Some newbie issues related to code-davinci-002

I’ve experimented with ChatGPT recently (I was and pretty much still am not very convinced about AI and coding, but I have had to stand corrected!)
The results where pretty surprising.
I asked ChatGPT to refactor a whole class I wrote in past (PHP), and it did that pretty well. I asked it to write a whole new class that does specific things, and boy that thing delivered pretty nice code. Initially unsafe, so I asked it to please escape outputs and sanitise inputs, and it went on doing that like it never did anything else.

Thus, intrigued, I created an API Key and started playing with the different models. I focused on code-davinci-002
And the results are catastrophic :rofl:

For example this prompt gives me either nothing (infinite request, never stops), or it says it is busy I shall retry later, or, it gives me a completely empty response!

The only way I got “some” responses was by limiting the max tokens to an unrealistic 20 or so tokens. Which gives useless, incomplete responses.
When I tried to set stream to true, instead, it delivered many responses… but all the same!

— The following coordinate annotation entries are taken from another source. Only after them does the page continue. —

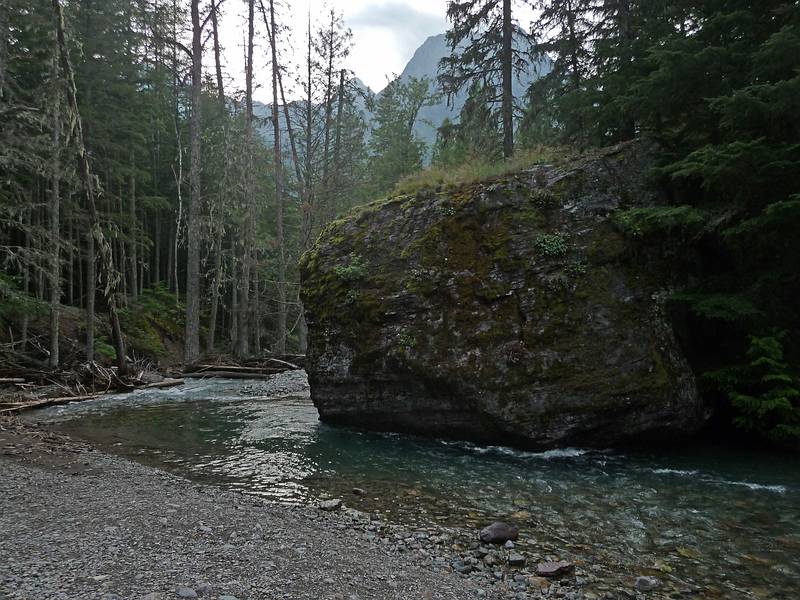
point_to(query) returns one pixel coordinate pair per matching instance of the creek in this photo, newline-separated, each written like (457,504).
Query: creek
(724,519)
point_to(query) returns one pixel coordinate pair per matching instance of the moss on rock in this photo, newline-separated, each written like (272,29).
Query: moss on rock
(507,310)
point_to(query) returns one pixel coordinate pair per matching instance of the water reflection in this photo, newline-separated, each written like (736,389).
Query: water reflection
(717,518)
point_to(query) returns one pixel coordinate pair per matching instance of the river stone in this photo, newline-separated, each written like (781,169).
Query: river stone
(516,560)
(510,311)
(330,505)
(554,569)
(498,533)
(646,584)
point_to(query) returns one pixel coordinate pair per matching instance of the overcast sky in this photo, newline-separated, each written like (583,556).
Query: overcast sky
(385,35)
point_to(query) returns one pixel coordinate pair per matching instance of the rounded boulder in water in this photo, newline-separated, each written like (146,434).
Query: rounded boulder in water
(498,533)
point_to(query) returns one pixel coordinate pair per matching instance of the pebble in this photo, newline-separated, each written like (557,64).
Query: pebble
(646,584)
(498,533)
(516,560)
(553,569)
(331,505)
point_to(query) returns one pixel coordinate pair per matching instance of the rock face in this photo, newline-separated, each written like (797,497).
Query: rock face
(509,312)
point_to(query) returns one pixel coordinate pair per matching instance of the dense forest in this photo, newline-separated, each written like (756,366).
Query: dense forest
(143,197)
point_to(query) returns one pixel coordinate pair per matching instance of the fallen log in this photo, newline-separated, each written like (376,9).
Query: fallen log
(229,375)
(45,402)
(234,369)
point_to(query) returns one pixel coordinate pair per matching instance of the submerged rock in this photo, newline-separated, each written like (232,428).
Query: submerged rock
(554,569)
(330,505)
(498,533)
(509,312)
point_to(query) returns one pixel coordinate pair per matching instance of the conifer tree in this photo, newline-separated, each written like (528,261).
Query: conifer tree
(487,47)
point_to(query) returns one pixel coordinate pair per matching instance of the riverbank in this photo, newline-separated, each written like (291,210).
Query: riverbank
(79,523)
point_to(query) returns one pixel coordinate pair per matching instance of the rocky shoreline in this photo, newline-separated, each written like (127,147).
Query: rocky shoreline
(82,524)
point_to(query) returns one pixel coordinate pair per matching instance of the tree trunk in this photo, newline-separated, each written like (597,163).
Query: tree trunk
(91,293)
(192,350)
(249,238)
(337,165)
(3,48)
(111,277)
(217,62)
(133,285)
(308,184)
(26,270)
(218,228)
(328,118)
(54,235)
(70,261)
(280,343)
(508,93)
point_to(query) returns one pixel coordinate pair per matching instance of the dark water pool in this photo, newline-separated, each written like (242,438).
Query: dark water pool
(725,519)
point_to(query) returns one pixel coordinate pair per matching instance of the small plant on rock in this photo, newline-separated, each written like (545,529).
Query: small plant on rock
(551,245)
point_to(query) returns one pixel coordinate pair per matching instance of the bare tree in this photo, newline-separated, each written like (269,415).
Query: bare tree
(248,250)
(192,352)
(110,275)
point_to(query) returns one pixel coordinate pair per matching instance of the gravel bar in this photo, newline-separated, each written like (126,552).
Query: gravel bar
(77,523)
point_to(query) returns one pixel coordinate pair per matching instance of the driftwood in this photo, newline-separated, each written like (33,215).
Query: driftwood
(235,369)
(230,374)
(45,402)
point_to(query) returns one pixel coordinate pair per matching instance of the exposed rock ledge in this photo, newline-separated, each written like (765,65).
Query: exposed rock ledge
(508,311)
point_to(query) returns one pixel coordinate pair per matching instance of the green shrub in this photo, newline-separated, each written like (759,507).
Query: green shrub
(551,245)
(354,270)
(769,401)
(653,221)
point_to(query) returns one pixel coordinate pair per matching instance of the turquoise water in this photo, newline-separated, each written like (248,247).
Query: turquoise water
(724,520)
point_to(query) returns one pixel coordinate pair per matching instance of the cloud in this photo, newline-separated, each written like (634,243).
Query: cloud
(408,25)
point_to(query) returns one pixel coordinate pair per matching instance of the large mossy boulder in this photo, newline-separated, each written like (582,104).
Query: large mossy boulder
(508,311)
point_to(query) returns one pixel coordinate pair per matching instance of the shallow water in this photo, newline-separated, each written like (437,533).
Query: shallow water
(722,520)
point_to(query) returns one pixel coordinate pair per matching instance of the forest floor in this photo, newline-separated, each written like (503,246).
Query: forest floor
(78,523)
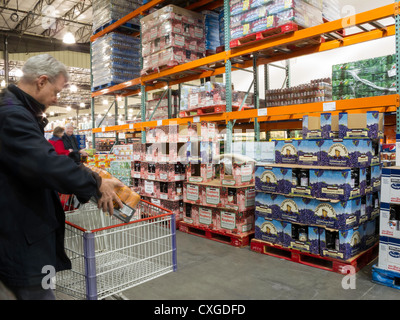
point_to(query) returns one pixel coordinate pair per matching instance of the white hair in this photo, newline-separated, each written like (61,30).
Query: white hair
(43,64)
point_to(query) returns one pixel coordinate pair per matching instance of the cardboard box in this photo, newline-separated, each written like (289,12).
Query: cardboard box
(389,226)
(309,152)
(268,205)
(286,151)
(361,125)
(273,179)
(348,244)
(294,209)
(339,183)
(197,172)
(338,215)
(305,238)
(325,126)
(353,153)
(234,222)
(273,231)
(389,253)
(390,185)
(242,174)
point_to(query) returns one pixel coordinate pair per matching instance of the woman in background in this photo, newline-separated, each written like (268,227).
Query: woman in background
(57,142)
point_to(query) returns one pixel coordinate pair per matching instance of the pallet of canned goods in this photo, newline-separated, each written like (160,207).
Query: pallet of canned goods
(109,256)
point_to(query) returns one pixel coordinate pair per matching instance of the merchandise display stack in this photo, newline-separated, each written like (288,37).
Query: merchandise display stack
(219,192)
(211,23)
(106,12)
(387,270)
(115,59)
(364,78)
(315,91)
(158,169)
(252,17)
(158,110)
(210,98)
(171,36)
(321,196)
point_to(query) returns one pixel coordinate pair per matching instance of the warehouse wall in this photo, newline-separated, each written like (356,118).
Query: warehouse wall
(69,58)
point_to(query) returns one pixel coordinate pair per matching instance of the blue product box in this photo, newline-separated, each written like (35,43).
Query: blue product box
(291,208)
(349,242)
(273,179)
(305,238)
(338,184)
(361,125)
(286,151)
(376,175)
(353,153)
(334,214)
(324,126)
(265,205)
(272,230)
(309,152)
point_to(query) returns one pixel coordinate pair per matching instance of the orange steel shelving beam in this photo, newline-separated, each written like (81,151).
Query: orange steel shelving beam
(387,103)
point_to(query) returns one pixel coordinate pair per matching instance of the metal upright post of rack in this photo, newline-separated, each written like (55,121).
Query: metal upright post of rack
(228,78)
(397,21)
(256,98)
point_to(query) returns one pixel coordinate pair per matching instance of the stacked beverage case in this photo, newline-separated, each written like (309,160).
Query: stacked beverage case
(171,36)
(321,195)
(108,11)
(115,59)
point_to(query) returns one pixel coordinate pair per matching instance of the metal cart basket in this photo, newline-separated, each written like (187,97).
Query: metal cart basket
(109,256)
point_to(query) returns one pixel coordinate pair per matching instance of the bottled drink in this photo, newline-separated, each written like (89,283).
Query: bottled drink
(231,195)
(304,177)
(303,236)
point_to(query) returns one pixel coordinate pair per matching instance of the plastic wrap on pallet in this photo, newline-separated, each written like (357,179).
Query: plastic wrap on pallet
(222,28)
(263,15)
(315,91)
(107,11)
(331,10)
(364,78)
(171,36)
(115,59)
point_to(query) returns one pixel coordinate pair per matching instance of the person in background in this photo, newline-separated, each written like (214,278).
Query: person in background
(57,142)
(32,174)
(70,142)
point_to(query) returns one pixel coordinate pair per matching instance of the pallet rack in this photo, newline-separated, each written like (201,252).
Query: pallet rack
(281,47)
(263,52)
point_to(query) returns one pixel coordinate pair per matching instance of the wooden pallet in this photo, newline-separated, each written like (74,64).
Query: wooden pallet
(386,277)
(236,240)
(339,266)
(262,35)
(206,111)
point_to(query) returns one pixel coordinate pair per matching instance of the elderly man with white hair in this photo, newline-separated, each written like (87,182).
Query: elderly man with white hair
(70,142)
(32,220)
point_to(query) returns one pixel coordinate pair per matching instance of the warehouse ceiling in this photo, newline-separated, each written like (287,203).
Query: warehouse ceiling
(47,18)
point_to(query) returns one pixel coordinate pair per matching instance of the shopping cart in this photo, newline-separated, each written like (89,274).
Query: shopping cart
(109,256)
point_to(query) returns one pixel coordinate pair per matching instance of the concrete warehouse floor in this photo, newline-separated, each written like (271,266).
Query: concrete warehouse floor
(209,270)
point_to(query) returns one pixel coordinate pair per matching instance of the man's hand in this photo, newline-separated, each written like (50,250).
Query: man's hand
(108,195)
(83,153)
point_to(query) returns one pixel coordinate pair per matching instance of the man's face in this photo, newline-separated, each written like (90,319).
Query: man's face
(47,90)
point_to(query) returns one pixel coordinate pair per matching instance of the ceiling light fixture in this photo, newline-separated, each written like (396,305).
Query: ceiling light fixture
(69,38)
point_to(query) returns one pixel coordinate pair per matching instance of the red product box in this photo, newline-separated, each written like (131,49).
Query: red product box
(197,172)
(242,174)
(240,222)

This is an example request I make:

curl --location 'https://api.openai.com/v1/completions' \
--header 'Authorization: Bearer XXX' \
--header 'OpenAI-Organization: XXX' \
--header 'Content-Type: application/json' \
--data '{
    "model":"code-davinci-002",
    "prompt":"Write a Class in Object Oriented PHP that outputs the main SEO Relevant metae tags for a WordPress theme. The code should be dynamic and therefore output content related to the current type of content shown (single post, archive, etc).",
    "user":"XXX",
    "max_tokens":1024
}'

The “best” reply I got is something along these lines (as said this was with a hard limit of tokens)

{
    "id": "cmpl-XX",
    "object": "text_completion",
    "created": 1679480654,
    "model": "code-davinci-002",
    "choices": [
        {
            "text": "\n//\n//The class should adhere to the single responsibility principle, the",
            "index": 0,
            "logprobs": null,
            "finish_reason": "length"
        }
    ],
    "usage": {
        "prompt_tokens": 47,
        "completion_tokens": 16,
        "total_tokens": 63
    }
}

So, it clearly seems to work, but only when I limit tokens to a hard cap?
Why? What am I doing wrong?

As ChatGPT 4 is not available in the API yet, and I think to do code-related requests the code-davinci-002 would be more adequate (?) I would like to use that, at least to understand more how it works, and what it can and cannot do.

Thanks for any inputs!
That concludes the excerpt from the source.